A fact which Argensola did not relate to his sympathetic guest was that his nocturnal excursion the entire length of this division of the army had been accompanied by the amiable damsel within, and two other friends— an enthusiastic and generous coterie, distributing flowers and kisses to the swarthy soldiers, and laughing at their consternation and gleaming white teeth.
Another day he had seen the most extraordinary of all the spectacles of the war. All the taxicabs, some two thousand vehicles, conveying battalions of Zouaves, eight men to a motor car, had gone rolling past him at full speed, bristling with guns and red caps.

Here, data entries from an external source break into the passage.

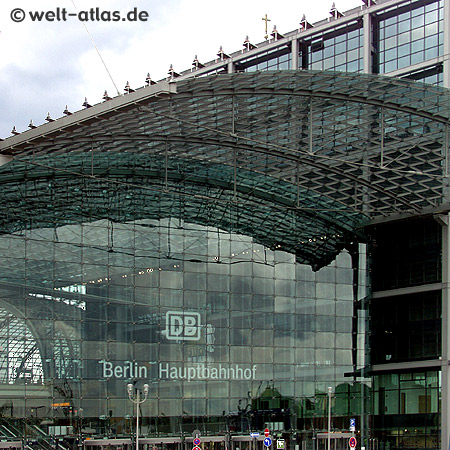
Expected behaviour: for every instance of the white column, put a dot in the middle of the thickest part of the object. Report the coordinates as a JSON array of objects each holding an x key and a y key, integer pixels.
[
  {"x": 294, "y": 54},
  {"x": 447, "y": 43},
  {"x": 445, "y": 375},
  {"x": 367, "y": 34}
]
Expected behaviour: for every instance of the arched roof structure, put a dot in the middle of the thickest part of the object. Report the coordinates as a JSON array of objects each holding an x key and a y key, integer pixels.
[{"x": 298, "y": 160}]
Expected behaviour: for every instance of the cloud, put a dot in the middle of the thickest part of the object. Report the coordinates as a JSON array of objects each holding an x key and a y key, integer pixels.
[{"x": 46, "y": 65}]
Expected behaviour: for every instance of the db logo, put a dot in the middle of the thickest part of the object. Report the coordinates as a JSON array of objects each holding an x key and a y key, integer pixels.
[{"x": 182, "y": 326}]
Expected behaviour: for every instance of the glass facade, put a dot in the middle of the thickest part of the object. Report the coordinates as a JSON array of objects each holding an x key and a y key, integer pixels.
[
  {"x": 409, "y": 34},
  {"x": 230, "y": 335},
  {"x": 406, "y": 407},
  {"x": 340, "y": 49}
]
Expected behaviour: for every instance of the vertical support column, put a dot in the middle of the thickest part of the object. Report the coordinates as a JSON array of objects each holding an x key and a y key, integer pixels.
[
  {"x": 367, "y": 30},
  {"x": 446, "y": 32},
  {"x": 294, "y": 54},
  {"x": 444, "y": 221}
]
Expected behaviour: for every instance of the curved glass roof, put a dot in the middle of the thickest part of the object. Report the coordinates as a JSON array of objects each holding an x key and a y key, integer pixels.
[{"x": 298, "y": 160}]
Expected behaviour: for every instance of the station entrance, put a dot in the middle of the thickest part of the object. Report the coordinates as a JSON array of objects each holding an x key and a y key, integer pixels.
[
  {"x": 178, "y": 443},
  {"x": 338, "y": 441}
]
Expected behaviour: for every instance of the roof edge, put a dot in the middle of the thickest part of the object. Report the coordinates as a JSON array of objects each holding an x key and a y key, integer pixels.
[{"x": 144, "y": 94}]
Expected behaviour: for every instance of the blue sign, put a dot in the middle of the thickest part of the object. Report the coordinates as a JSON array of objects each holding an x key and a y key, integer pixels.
[{"x": 352, "y": 424}]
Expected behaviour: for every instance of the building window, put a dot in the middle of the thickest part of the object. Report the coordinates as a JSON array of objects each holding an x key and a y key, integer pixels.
[
  {"x": 339, "y": 50},
  {"x": 408, "y": 35}
]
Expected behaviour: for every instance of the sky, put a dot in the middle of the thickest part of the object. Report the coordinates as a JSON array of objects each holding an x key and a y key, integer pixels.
[{"x": 48, "y": 64}]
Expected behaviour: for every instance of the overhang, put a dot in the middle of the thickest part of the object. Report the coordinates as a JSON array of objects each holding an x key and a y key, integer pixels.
[{"x": 298, "y": 160}]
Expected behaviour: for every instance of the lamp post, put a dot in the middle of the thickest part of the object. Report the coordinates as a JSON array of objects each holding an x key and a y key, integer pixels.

They had presented a most picturesque train in the boulevards, like a kind of interminable wedding procession. And these soldiers got out of the automobiles on the very edge of the battle field, opening fire the instant that they leaped from the steps. Gallieni had launched all the men who knew how to handle a gun against the extreme right of the adversary at the supreme moment when the most insignificant weight might tip the scales in favor of the victory which was hanging in the balance. The clerks and secretaries of the military offices, the orderlies of the government and the civil police, all had marched to give that final push, forming a mass of heterogenous colors.
And one Sunday afternoon when, with his three companions of the "siege" he was strolling with thousands of other Parisians through the Bois de Boulogne, he had learned from the extras that the combat which had developed so near to the city was turning into a great battle, a victory.
"I have seen much, Madame Desnoyers.... I can relate great events."
And she agreed with him. Of course Argensola had seen much!... And on taking her departure, she offered him all the assistance in her power. He was the friend of her son, and she was used to his petitions. Times had changed; Don Marcelo's generosity now knew no bounds... but the Bohemian interrupted her with a lordly gesture; he was living in luxury. Julio had made him his trustee. The draft from America had been honored by the bank as a deposit, and he had the use of the interest in accordance with the regulations of the moratorium. His friend was sending him regularly whatever money was needed for household expenses. Never had he been in such prosperous condition. War had its good side, too... but not wishing to break away from old customs, he announced that once more he would mount the service stairs in order to bear away a basket of bottles.
After her sister's departure, Dona Luisa went alone to the churches until Chichi in an outburst of devotional ardor, suddenly surprised her with the announcement:
"Mama, I am going with you!"
The new devotee was no longer agitating the household by her rollicking, boyish joy; she was no longer threatening the enemy with imaginary dagger thrusts. She was pale, and with dark circles under her eyes. Her head was drooping as though weighed down with a set of serious, entirely new thoughts on the other side of her forehead.
Dona Luisa observed her in the church with an almost indignant jealousy. Her headstrong child's eyes were moist, and she was praying as fervently as the mother... but it was surely not for her brother. Julio had passed to second place in her remembrance. Another man was now completely filling her thoughts.